September 29, 2009
I am writing in regards to proposed rule change that the Financial Industry Regulatory Authority (FINRA)has filed with the Securities and Exchange Commission (SEC) concerning a proposed change to FINRA`s regulatory pricing structure by increasing the Personnel Assessment (PA) and Gross Income Assessment (GIA) fees it charges financial advisors and broker-dealers, respectively. We have all gone through adjustments in income. When I say all, I am including our clients, ourselves and anyone associated with the securities business. The market conditions were not a surprise and we`ve all had to adjust. The last 6 weeks have certainly made people happy and are helping to bring stability back into the market. I do not think that the fee structures need to be changed in order to stabilize revenues used to fund FINRA`s regulatory activities. It`s already happening through market changes.

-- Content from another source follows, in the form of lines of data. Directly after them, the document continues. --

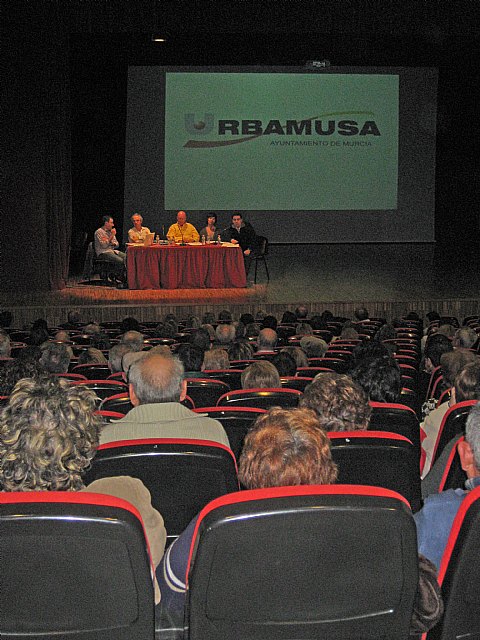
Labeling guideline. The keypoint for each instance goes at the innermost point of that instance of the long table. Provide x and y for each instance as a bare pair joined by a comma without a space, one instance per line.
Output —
193,266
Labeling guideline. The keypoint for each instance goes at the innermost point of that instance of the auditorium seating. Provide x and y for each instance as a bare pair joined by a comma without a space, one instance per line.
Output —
77,567
459,575
182,475
378,458
311,562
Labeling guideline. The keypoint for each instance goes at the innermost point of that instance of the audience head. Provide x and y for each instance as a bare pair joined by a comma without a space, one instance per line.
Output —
92,356
5,345
314,347
267,339
129,324
156,378
289,317
260,375
361,314
202,338
467,382
284,364
437,344
225,333
380,378
269,322
48,436
297,354
133,339
15,370
190,356
337,397
55,357
115,356
465,338
215,359
453,362
285,448
240,351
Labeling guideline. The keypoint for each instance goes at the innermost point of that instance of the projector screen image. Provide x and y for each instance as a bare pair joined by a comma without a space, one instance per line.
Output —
281,141
337,155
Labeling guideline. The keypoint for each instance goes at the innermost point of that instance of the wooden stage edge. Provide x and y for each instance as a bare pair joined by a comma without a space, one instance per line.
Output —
105,304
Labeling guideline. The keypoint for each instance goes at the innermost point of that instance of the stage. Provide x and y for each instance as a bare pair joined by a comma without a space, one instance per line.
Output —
389,279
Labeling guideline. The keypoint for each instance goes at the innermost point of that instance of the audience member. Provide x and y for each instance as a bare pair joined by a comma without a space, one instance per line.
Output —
156,389
284,364
260,375
182,231
133,339
434,521
380,378
215,359
314,347
55,357
284,448
340,399
48,437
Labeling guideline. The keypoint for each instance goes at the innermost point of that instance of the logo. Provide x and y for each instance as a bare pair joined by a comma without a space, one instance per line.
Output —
239,131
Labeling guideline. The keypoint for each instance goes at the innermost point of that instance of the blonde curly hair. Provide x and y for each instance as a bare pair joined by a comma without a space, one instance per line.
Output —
48,436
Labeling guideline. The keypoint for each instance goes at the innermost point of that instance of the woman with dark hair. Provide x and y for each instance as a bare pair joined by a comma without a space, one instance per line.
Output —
210,231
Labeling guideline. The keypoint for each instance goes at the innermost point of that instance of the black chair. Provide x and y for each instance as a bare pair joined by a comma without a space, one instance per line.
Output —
182,475
205,391
454,477
236,421
453,423
396,418
260,398
77,568
310,562
378,458
459,575
93,371
260,255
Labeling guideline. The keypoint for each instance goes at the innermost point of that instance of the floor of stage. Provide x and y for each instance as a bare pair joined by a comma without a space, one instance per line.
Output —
388,278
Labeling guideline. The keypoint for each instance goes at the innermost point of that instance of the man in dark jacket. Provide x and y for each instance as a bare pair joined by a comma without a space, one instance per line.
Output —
242,233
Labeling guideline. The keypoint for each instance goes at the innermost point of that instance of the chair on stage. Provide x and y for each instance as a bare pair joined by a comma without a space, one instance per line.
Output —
310,562
77,566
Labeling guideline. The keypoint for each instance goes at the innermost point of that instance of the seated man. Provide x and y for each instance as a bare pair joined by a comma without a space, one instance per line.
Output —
282,448
182,231
156,389
242,233
338,398
106,246
137,233
435,520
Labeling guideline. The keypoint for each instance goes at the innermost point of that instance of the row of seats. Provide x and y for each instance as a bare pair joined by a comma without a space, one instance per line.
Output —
311,561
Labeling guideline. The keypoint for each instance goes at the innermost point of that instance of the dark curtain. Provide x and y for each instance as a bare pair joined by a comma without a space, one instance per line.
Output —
36,183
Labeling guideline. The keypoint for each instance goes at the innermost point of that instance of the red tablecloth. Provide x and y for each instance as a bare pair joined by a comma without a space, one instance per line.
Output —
188,267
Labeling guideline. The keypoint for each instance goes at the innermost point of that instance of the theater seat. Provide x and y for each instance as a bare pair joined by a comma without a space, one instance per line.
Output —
459,575
182,475
73,566
378,458
310,562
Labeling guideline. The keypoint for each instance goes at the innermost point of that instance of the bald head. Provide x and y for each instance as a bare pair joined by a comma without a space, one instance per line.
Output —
156,378
267,339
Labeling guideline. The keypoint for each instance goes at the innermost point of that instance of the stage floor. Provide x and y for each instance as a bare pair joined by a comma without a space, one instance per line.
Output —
388,278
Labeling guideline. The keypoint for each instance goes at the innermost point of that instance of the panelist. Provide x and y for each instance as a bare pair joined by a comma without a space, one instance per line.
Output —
210,232
182,231
137,233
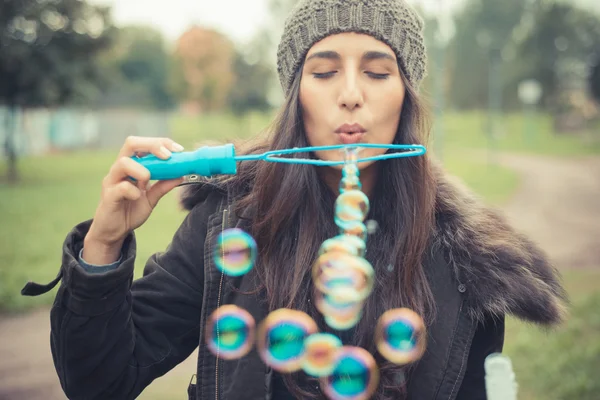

I believe FINRA`s failure to properly prepare for the inevitable market downturn is the root cause of their operating cash flow concerns. It is unfair to burden broker-dealers, financial advisors and their clients, all of whom have all suffered greatly during the recent market downturn, with these additional fee assessments. More specifically, the doubling of the PA is simply unjustified by any reasonable calculation of inflation over the five-year period since the last increase in the PA. Additionally, the proposed method of calculation for the GIA will only heighten the disproportionate regulatory cost borne by independent broker-dealers, financial advisors, and their clients.
I request that the SEC reevaluate FINRA`s rule proposal to increase the PA and GIA it assess on its members and request that FINRA develop an alternative approach to fund raising in an effort to sustain itself.